On Thursday Dad and I went out to eat in downtown Sellwood. (If there is a downtown area? Tacoma and 13th, let’s try.) Dad tricked me into going to Gino’s, an expensive Italian restaurant I told him I would never eat at the last time he was in town. Possibly you’re wondering how he tricked me into going to a restaurant I said I’d never go to.

To be fair, the corner awning of Gino’s advertises a bar by another name. So of course I didn’t realize where we were until we were sat at a booth with a Gino’s menu placed squarely in front of me.

I was as under-impressed with the restaurant as I imagined I would be when I first saw the menu on-line. Dad said his food was OK; however, I didn’t enjoy anything I ate. To be fair, I’m pretty sure my taste buds were off that night. Not even my martini tasted good! (And who ever heard of a bad tasting martini??)

The last two Italian Sellwood restaurant’s that Dad and I visited, Dad ordered the same thing: mushroom risotto. Neither dishes were terribly impressive. So unimpressive, in fact, I was sure I could make my own mushroom risotto that would taste a lot better.

I was right.


  • 1 oz dried mushrooms
  • 1 ½ c. hot water
  • 6 c. chicken stock or vegetable stock
  • 4 T. olive oil
  • ½ c. minced onion
  • 10 oz fresh mushrooms (Portobello, white, brown, etc.)
  • 2 c. uncooked arborio rice
  • 1 c. white wine
  • 1 c. or more freshly grated parmesan cheese, or to taste
  • salt and pepper to taste


  1. Soak dried mushrooms in 1 1/2 cups hot water for 10 minutes. Strain liquid into a large saucepan; add broth. Heat and keep at a low simmer until needed.
  2. Slice soaked mushrooms.
  3. Heat oil in a large, heavy saucepan. Add onion; saute over medium low heat for three to four minutes. Raise heat to medium-high. Add fresh mushrooms and saute until tender, about three to five minutes. Add soaked mushrooms and wine; stir over high heat until the moisture evaporates, about five to six minutes.
  4. Reduce the heat to medium-low; stir in the rice. Add one to two cups of simmering stock. Stir constantly until most is absorbed. Continue to add stock 1/2 cup to one cup at a time and stir until mostly absorbed.
  5. Risotto is done when the rice is barely tender (al dente) and mixture is creamy and thick; about 30 minutes. Turn the heat down if rice is absorbing liquid too quickly. When all the stock has been incorporated, stir in the cheese and salt and pepper. Garnish with additional cheese when serving.
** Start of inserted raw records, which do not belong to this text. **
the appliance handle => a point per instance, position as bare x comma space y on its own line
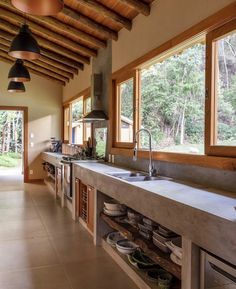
222, 272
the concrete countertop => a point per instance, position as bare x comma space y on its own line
204, 215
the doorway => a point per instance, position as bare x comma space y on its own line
13, 142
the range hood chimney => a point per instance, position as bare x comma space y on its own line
96, 114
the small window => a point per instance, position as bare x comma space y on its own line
77, 127
125, 111
66, 123
172, 102
226, 90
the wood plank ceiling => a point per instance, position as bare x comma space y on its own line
69, 39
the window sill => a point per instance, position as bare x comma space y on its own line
223, 163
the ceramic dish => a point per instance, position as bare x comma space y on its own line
114, 213
175, 247
113, 205
126, 247
166, 232
146, 235
114, 237
161, 246
175, 259
153, 274
149, 222
144, 228
162, 238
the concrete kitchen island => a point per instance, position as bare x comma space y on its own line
203, 217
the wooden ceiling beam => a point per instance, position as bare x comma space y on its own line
10, 61
5, 48
46, 60
59, 26
86, 21
51, 55
106, 12
36, 67
138, 5
13, 29
36, 29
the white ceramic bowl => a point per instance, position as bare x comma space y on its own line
126, 247
113, 213
113, 206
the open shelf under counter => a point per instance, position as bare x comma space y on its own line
147, 246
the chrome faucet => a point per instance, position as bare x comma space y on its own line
151, 169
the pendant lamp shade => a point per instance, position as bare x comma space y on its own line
39, 7
24, 45
19, 72
16, 87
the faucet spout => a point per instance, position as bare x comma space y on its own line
151, 169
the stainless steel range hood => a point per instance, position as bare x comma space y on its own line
96, 114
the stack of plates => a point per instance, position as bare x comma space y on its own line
113, 238
176, 250
114, 209
161, 236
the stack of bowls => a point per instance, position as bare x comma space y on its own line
133, 218
161, 237
176, 250
146, 228
114, 209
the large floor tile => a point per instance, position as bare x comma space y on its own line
41, 278
99, 273
12, 214
22, 229
76, 248
27, 253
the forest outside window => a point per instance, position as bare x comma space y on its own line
125, 111
172, 101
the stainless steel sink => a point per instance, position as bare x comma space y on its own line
137, 177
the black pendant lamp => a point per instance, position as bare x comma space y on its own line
24, 45
39, 7
16, 87
19, 72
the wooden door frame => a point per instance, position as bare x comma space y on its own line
24, 109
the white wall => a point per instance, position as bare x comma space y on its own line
44, 101
78, 84
168, 18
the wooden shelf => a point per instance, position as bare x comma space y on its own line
138, 276
147, 246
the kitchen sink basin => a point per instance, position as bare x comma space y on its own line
137, 177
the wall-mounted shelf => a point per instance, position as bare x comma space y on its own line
147, 246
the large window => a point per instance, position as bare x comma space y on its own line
226, 90
125, 111
185, 96
75, 131
172, 101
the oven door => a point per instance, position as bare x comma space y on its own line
216, 273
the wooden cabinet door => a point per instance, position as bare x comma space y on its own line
77, 198
90, 222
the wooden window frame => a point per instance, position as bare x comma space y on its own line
220, 159
117, 83
85, 94
211, 148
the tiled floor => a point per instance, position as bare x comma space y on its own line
42, 248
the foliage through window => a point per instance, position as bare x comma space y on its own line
226, 90
125, 104
172, 102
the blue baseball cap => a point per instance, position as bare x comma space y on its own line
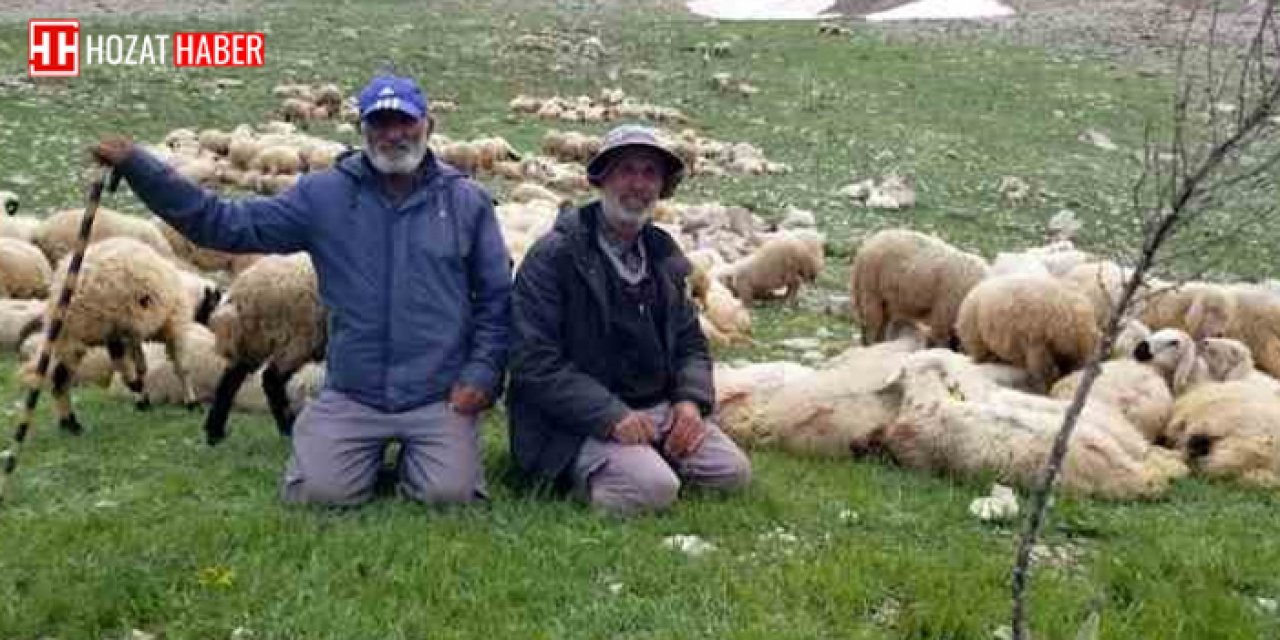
393, 92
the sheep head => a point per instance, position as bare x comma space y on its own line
1173, 352
1210, 312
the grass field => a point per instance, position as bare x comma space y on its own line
137, 525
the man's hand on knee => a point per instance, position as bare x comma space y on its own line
635, 428
688, 430
112, 150
467, 400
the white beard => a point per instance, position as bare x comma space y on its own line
405, 159
621, 216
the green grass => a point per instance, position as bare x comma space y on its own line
138, 525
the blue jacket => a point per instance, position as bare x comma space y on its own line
419, 295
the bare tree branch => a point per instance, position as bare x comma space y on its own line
1178, 201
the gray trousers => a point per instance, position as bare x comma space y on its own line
338, 447
625, 479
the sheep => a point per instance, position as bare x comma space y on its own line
900, 274
19, 227
18, 318
785, 260
952, 421
58, 234
1187, 364
1137, 391
272, 315
1203, 310
1032, 321
1229, 430
1102, 282
726, 311
1257, 324
24, 273
274, 160
205, 259
127, 293
9, 202
215, 141
702, 263
94, 370
827, 411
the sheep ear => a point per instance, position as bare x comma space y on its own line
1196, 318
1228, 360
892, 382
1185, 366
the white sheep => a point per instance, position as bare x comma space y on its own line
19, 227
205, 259
823, 412
1229, 430
1033, 321
900, 274
787, 260
18, 319
127, 293
24, 272
952, 421
1137, 391
58, 234
1185, 362
272, 315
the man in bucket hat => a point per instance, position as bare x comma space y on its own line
416, 279
611, 379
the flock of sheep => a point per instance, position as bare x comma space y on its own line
965, 365
968, 368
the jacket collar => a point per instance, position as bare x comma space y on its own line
580, 227
356, 165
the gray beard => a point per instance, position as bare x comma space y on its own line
618, 216
397, 163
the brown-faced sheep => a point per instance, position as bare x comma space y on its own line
1032, 321
1229, 430
272, 315
901, 274
127, 293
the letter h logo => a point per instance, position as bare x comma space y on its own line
53, 48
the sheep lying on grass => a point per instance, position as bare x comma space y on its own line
954, 421
1137, 391
826, 411
1229, 430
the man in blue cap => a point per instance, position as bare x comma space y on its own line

I’m constantly tasting while I’m cooking which is why by the time the food is ready I’m usually no longer hungry. I didn’t think this dish was going to be all that impressive upon first taste. However, after adding the parmesan cheese, a little salt and pepper, and letting the dish sit for a few minutes while I took a bunch of pictures; I have to say, I was extremely impressed with my efforts at making my first risotto recipe and with the dish itself.

The recipe is extremely easy if not a bit lengthy (adding the stock to the dish takes the full 30 minutes). The wait was well worth it. Dad and I agree we are ready to embark on any risotto recipe we can get our hands on. Alfredo, pesto, pesto-alfredo, etc. Risotto may be my new recipe obsession.